It is Gasparilla Day in Tampa. This is an annual civic ritual where otherwise respectable lawyers, doctors, judges, and business leaders, and I dress like pirates, shout “Arrr” without embarrassment, and briefly suspend the rule of law somewhere between Bayshore Boulevard and the last cannon blast. Tampa Bay will once again be “invaded,” the city will fall, and beads will be plundered with enthusiasm that would make a Lloyd’s underwriter nervous.

I have written about Gasparilla more than once over the years, partly because it is fun, and partly because piracy has an uncanny way of intersecting with insurance law. I have previously asked whether there is coverage for pirates in “Is There Coverage For Pirates? Chip Merlin and His Friends Plunder Tampa on Gasparilla Day.” I have analyzed whether invasions are covered by insurance in “Pirates Invade Tampa! Is an Invasion Covered Under a Commercial Insurance Policy.” I even wandered into the dangerous waters of theft coverage under yacht policies in “Is Theft Covered in a Yacht Policy.”

Once you start mixing pirates and insurance, it is hard to stop. This year, however, the joke has a sharper edge.

While Tampa’s pirates will be friendly, well-fed, and sponsored by corporate donors, real-world piracy has stubbornly refused to go away. Recent reports confirm that piracy is not a relic of the 1700s or something reserved for costume parades. It remains very much alive in parts of the world where ships, cargo, and crews are still vulnerable to theft, hijacking, and violence. The headlines remind us that piracy merely went on a diet for a few years and is now back at the buffet.

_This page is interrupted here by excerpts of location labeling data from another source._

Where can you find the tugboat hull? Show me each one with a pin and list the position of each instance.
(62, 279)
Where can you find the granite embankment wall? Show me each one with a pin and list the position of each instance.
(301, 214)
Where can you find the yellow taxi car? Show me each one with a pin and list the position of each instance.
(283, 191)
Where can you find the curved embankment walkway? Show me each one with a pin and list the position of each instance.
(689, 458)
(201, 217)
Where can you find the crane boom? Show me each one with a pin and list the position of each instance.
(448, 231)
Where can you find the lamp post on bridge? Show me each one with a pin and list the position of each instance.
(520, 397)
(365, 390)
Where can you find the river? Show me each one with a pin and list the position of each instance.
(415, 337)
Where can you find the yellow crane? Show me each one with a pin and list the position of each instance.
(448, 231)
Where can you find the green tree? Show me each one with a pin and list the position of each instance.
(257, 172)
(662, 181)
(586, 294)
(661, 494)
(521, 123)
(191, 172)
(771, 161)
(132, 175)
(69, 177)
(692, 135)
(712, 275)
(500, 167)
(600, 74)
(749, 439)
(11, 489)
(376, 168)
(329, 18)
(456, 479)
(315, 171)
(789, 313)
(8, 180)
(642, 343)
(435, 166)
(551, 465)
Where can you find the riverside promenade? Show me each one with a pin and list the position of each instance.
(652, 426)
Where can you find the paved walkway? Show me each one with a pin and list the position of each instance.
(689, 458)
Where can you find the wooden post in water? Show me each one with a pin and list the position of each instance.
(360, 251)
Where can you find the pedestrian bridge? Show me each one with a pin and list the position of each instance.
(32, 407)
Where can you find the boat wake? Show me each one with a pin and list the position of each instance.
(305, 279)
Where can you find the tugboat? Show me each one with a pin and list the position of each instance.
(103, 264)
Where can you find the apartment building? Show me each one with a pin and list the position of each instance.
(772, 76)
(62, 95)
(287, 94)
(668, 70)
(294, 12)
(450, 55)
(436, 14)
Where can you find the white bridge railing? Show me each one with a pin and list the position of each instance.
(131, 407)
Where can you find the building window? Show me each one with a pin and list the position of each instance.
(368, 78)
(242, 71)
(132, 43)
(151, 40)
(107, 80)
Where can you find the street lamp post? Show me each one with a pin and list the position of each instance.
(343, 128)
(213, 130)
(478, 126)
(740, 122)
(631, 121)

That contrast makes Gasparilla oddly educational. On Saturday, our pirates will fire cannons loaded with confetti instead of grapeshot. They will “seize” the city, then politely return it before dinner. Nobody will file a ransom demand. No cargo will be diverted to a shadow port. And yet, for those of us who think about risk for a living, it is a reminder that the concept of piracy has never really left insurance policies. The geography where piracy occurs has changed.

Marine insurance has always had a complicated relationship with pirates. Hull policies, cargo policies, P&I coverage, and war-risk endorsements all have their own vocabulary for theft at sea. The definitions matter. Whether an act is “piracy,” “armed robbery,” or something else entirely can determine whether coverage applies. That debate is a lot less funny when the pirates are armed, the crew is taken hostage, and the loss is measured in millions rather than beads.

Gasparilla pirates, of course, are an easier group to manage. We invade on schedule. We coordinate with law enforcement. We even have rules of conduct that disqualify us from being considered true pirates under most policies.

Still, Tampa’s annual invasion offers a useful metaphor. Every year, the city prepares. Roads close. Security is planned. Risks are anticipated and managed. That is exactly what insurers and policyholders are supposed to do with real risks—whether it is piracy in international waters, wildfire in the West, or hurricanes in Florida. The danger comes not from the threat itself, but from pretending it no longer exists.

One lesson from recent piracy reports is that complacency is expensive. When incidents decline, vigilance tends to follow. When vigilance drops, opportunists return. That cycle is familiar to anyone who practices insurance law. We see it with natural disasters, with claims handling standards, and with coverage disputes. The moment everyone assumes the problem is “over,” it has a way of reappearing and often with interest.

Outside of Tampa Bay, piracy never got the memo that it was supposed to disappear. It is still there, still evolving, and still testing the promises written into insurance policies. The fact that we can joke about pirates once a year is a privilege earned by preparation, law, and planning. These are what real-world piracy exploits when they are missing.

Thought For The Day

“Life’s pretty good, and why wouldn’t it be? I’m a pirate, after all.”